There is a maritime dimension to China’s present thrust outwards which can raise some difficult questions. Here, too, the roots are ancient, for China once had a formidable naval presence in the Indian Ocean and its littoral, but in this case there can be no seamless revival of the re-imagined past to conform to present-day aspirations. There are rival sovereign claims over the seas, especially the South China Sea, and where they are backed by sabre-rattling measures, as China has done from time to time, the situation can become fraught and tense. Though the South China Sea is somewhat removed from India, developments in India’s near waters, where the Chinese naval presence has been growing, is constantly under India’s watchful eye.
Nor is China the sole, or even the most prominent, agent of regional change, for the US with its new-found doctrine of a “pivot” to Asia now bids to raise its profile significantly in the region, with a potential impact on regional alliances and associations. Fresh rivalries between these two countries have taken shape on a number of issues where their respective views and plans do not harmonise, and something of a “Great Game” between them is sometimes discerned by observers of the Asian scene. What draws attention is the clash of contending ideas promoted by some of the leading actors. The US seeks partnerships among the democratic countries, while China strives to develop mutual economic advantage with historical associates that are now re-emerging. Relations between these two principals can be edgy but they can also cooperate on many matters of shared interest that bring them together.
At the same time, there are other major countries in Asia that cannot be left out of the picture, Japan prominent among them, but none of these is currently identified with a singular idea or cause — there is no Japanese pivot or Silk Road.

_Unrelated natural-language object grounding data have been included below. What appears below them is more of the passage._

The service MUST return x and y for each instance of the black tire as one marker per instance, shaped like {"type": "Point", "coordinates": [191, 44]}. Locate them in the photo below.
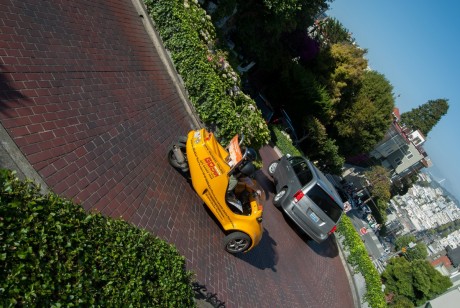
{"type": "Point", "coordinates": [278, 197]}
{"type": "Point", "coordinates": [172, 158]}
{"type": "Point", "coordinates": [272, 167]}
{"type": "Point", "coordinates": [237, 242]}
{"type": "Point", "coordinates": [182, 140]}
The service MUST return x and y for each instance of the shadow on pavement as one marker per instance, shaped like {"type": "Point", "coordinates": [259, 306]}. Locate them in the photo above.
{"type": "Point", "coordinates": [265, 182]}
{"type": "Point", "coordinates": [328, 248]}
{"type": "Point", "coordinates": [263, 255]}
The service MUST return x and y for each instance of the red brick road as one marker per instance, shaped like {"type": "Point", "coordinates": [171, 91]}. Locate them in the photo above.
{"type": "Point", "coordinates": [87, 100]}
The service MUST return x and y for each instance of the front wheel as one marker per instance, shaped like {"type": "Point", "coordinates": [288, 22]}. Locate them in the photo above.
{"type": "Point", "coordinates": [277, 198]}
{"type": "Point", "coordinates": [237, 242]}
{"type": "Point", "coordinates": [272, 168]}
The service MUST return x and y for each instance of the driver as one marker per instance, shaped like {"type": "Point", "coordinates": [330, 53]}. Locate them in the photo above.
{"type": "Point", "coordinates": [245, 169]}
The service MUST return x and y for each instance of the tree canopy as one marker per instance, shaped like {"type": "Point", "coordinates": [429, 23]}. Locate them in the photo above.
{"type": "Point", "coordinates": [417, 252]}
{"type": "Point", "coordinates": [379, 181]}
{"type": "Point", "coordinates": [417, 281]}
{"type": "Point", "coordinates": [426, 116]}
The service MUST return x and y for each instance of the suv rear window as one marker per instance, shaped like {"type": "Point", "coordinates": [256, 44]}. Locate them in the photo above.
{"type": "Point", "coordinates": [325, 202]}
{"type": "Point", "coordinates": [303, 172]}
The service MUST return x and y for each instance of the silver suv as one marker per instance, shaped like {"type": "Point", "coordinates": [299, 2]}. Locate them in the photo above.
{"type": "Point", "coordinates": [306, 196]}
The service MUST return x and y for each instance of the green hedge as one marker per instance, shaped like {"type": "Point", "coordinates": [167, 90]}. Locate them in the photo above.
{"type": "Point", "coordinates": [360, 261]}
{"type": "Point", "coordinates": [283, 141]}
{"type": "Point", "coordinates": [213, 87]}
{"type": "Point", "coordinates": [53, 253]}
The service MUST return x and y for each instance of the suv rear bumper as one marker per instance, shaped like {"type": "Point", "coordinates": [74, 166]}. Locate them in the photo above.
{"type": "Point", "coordinates": [300, 222]}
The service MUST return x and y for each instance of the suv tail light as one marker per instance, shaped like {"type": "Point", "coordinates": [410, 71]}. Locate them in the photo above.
{"type": "Point", "coordinates": [332, 230]}
{"type": "Point", "coordinates": [298, 195]}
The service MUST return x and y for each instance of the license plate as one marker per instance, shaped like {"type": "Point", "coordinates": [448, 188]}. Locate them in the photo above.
{"type": "Point", "coordinates": [314, 217]}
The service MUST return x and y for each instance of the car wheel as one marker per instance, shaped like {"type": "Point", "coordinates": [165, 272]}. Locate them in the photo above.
{"type": "Point", "coordinates": [237, 242]}
{"type": "Point", "coordinates": [277, 198]}
{"type": "Point", "coordinates": [272, 168]}
{"type": "Point", "coordinates": [172, 158]}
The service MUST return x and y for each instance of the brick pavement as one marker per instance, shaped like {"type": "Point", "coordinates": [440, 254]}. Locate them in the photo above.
{"type": "Point", "coordinates": [88, 101]}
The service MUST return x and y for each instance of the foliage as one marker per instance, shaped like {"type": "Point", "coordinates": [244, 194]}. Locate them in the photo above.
{"type": "Point", "coordinates": [360, 261]}
{"type": "Point", "coordinates": [330, 31]}
{"type": "Point", "coordinates": [212, 85]}
{"type": "Point", "coordinates": [321, 148]}
{"type": "Point", "coordinates": [418, 281]}
{"type": "Point", "coordinates": [283, 142]}
{"type": "Point", "coordinates": [364, 123]}
{"type": "Point", "coordinates": [379, 181]}
{"type": "Point", "coordinates": [271, 20]}
{"type": "Point", "coordinates": [426, 116]}
{"type": "Point", "coordinates": [345, 67]}
{"type": "Point", "coordinates": [53, 253]}
{"type": "Point", "coordinates": [418, 252]}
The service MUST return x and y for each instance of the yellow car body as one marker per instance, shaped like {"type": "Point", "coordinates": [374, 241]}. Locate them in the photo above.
{"type": "Point", "coordinates": [210, 164]}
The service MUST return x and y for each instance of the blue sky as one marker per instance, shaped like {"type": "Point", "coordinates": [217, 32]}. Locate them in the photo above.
{"type": "Point", "coordinates": [416, 45]}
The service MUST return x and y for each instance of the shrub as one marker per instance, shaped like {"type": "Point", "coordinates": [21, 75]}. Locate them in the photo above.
{"type": "Point", "coordinates": [283, 141]}
{"type": "Point", "coordinates": [213, 87]}
{"type": "Point", "coordinates": [53, 253]}
{"type": "Point", "coordinates": [358, 258]}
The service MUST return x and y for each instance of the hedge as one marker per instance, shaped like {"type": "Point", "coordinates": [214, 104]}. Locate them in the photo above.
{"type": "Point", "coordinates": [53, 253]}
{"type": "Point", "coordinates": [359, 259]}
{"type": "Point", "coordinates": [213, 86]}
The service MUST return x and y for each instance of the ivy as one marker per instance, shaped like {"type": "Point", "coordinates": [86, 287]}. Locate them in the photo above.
{"type": "Point", "coordinates": [358, 258]}
{"type": "Point", "coordinates": [212, 84]}
{"type": "Point", "coordinates": [53, 253]}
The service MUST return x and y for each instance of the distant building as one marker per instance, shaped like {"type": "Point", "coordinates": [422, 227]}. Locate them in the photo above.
{"type": "Point", "coordinates": [401, 150]}
{"type": "Point", "coordinates": [449, 299]}
{"type": "Point", "coordinates": [454, 255]}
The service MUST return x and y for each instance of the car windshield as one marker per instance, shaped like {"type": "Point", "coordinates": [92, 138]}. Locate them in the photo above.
{"type": "Point", "coordinates": [302, 171]}
{"type": "Point", "coordinates": [325, 202]}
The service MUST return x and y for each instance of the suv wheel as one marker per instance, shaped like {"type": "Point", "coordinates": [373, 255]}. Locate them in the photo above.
{"type": "Point", "coordinates": [277, 198]}
{"type": "Point", "coordinates": [272, 168]}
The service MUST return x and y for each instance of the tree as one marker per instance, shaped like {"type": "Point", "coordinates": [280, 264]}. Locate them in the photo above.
{"type": "Point", "coordinates": [418, 281]}
{"type": "Point", "coordinates": [426, 116]}
{"type": "Point", "coordinates": [362, 125]}
{"type": "Point", "coordinates": [341, 67]}
{"type": "Point", "coordinates": [330, 31]}
{"type": "Point", "coordinates": [379, 180]}
{"type": "Point", "coordinates": [417, 252]}
{"type": "Point", "coordinates": [270, 20]}
{"type": "Point", "coordinates": [321, 148]}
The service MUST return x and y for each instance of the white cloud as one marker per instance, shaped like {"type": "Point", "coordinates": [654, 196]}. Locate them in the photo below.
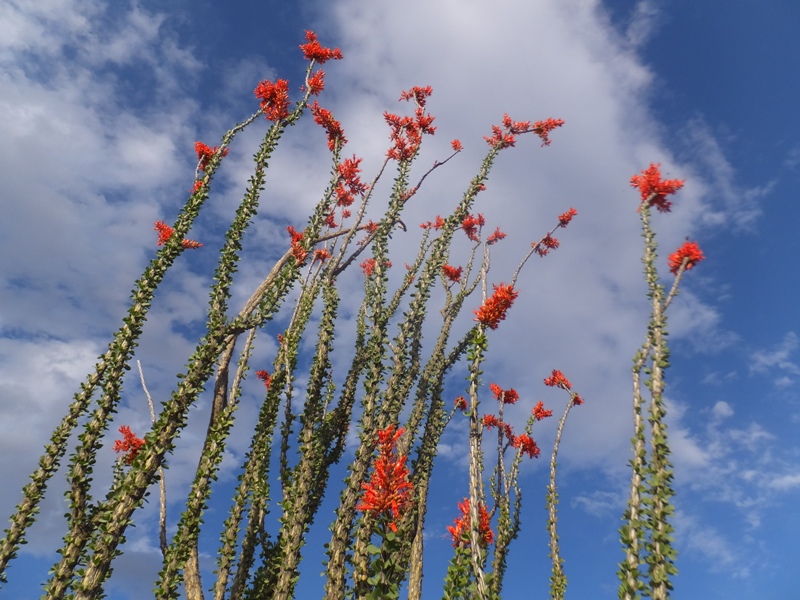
{"type": "Point", "coordinates": [645, 18]}
{"type": "Point", "coordinates": [722, 410]}
{"type": "Point", "coordinates": [88, 169]}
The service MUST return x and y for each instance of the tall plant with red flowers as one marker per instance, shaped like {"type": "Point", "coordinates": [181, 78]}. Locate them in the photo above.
{"type": "Point", "coordinates": [386, 411]}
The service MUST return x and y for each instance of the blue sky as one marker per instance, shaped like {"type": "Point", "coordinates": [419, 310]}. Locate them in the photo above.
{"type": "Point", "coordinates": [99, 110]}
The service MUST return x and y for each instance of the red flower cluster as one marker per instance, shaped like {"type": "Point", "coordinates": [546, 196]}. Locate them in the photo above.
{"type": "Point", "coordinates": [509, 396]}
{"type": "Point", "coordinates": [557, 379]}
{"type": "Point", "coordinates": [407, 132]}
{"type": "Point", "coordinates": [504, 138]}
{"type": "Point", "coordinates": [165, 232]}
{"type": "Point", "coordinates": [495, 308]}
{"type": "Point", "coordinates": [274, 98]}
{"type": "Point", "coordinates": [298, 251]}
{"type": "Point", "coordinates": [461, 528]}
{"type": "Point", "coordinates": [265, 377]}
{"type": "Point", "coordinates": [540, 413]}
{"type": "Point", "coordinates": [205, 154]}
{"type": "Point", "coordinates": [653, 190]}
{"type": "Point", "coordinates": [563, 220]}
{"type": "Point", "coordinates": [690, 252]}
{"type": "Point", "coordinates": [471, 226]}
{"type": "Point", "coordinates": [314, 51]}
{"type": "Point", "coordinates": [418, 94]}
{"type": "Point", "coordinates": [388, 491]}
{"type": "Point", "coordinates": [332, 127]}
{"type": "Point", "coordinates": [543, 246]}
{"type": "Point", "coordinates": [452, 273]}
{"type": "Point", "coordinates": [129, 444]}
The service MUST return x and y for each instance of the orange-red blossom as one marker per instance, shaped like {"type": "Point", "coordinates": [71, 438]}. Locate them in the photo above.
{"type": "Point", "coordinates": [388, 491]}
{"type": "Point", "coordinates": [460, 530]}
{"type": "Point", "coordinates": [129, 444]}
{"type": "Point", "coordinates": [689, 251]}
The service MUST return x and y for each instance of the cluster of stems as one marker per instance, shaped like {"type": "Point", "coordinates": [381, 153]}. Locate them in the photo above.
{"type": "Point", "coordinates": [394, 383]}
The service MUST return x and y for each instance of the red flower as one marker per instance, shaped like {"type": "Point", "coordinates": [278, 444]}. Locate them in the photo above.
{"type": "Point", "coordinates": [407, 132]}
{"type": "Point", "coordinates": [452, 273]}
{"type": "Point", "coordinates": [388, 491]}
{"type": "Point", "coordinates": [418, 94]}
{"type": "Point", "coordinates": [129, 444]}
{"type": "Point", "coordinates": [526, 445]}
{"type": "Point", "coordinates": [509, 396]}
{"type": "Point", "coordinates": [546, 244]}
{"type": "Point", "coordinates": [564, 219]}
{"type": "Point", "coordinates": [206, 153]}
{"type": "Point", "coordinates": [471, 225]}
{"type": "Point", "coordinates": [350, 186]}
{"type": "Point", "coordinates": [653, 190]}
{"type": "Point", "coordinates": [314, 51]}
{"type": "Point", "coordinates": [495, 237]}
{"type": "Point", "coordinates": [540, 413]}
{"type": "Point", "coordinates": [265, 377]}
{"type": "Point", "coordinates": [165, 232]}
{"type": "Point", "coordinates": [368, 266]}
{"type": "Point", "coordinates": [495, 308]}
{"type": "Point", "coordinates": [331, 126]}
{"type": "Point", "coordinates": [690, 252]}
{"type": "Point", "coordinates": [558, 380]}
{"type": "Point", "coordinates": [499, 139]}
{"type": "Point", "coordinates": [460, 530]}
{"type": "Point", "coordinates": [274, 98]}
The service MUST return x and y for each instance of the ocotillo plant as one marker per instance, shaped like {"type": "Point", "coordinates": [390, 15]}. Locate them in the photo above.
{"type": "Point", "coordinates": [393, 393]}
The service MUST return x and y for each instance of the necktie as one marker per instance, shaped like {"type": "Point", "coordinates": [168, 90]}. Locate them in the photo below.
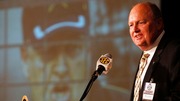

Nor is India similarly identified with an overarching message. Earlier, in its dealings with the post-war world, the dominant idea associated with India was non-alignment, but that is a concept that appears to have run its course, to judge from the lack of creative thinking it generates today even in its country of origin. Yet it has been argued that non-alignment is not the irrelevance that some would wish to believe; its global significance may have been reduced but regionally, and especially in the Indian Ocean region, non-alignment can still be regarded as an important element of Indian policy.
In this play of rival concepts taking shape in Asia, one should not lose sight of an ambitious Indian initiative known as the “Mausam Project”, a concept aimed at developing links between countries that experience the annual monsoon. These countries have much in common and can benefit from close association among themselves. However, having come up with the idea India has done little to take it forward, maybe there is room for it in the current quest for bigger, cementing ideas in Asia.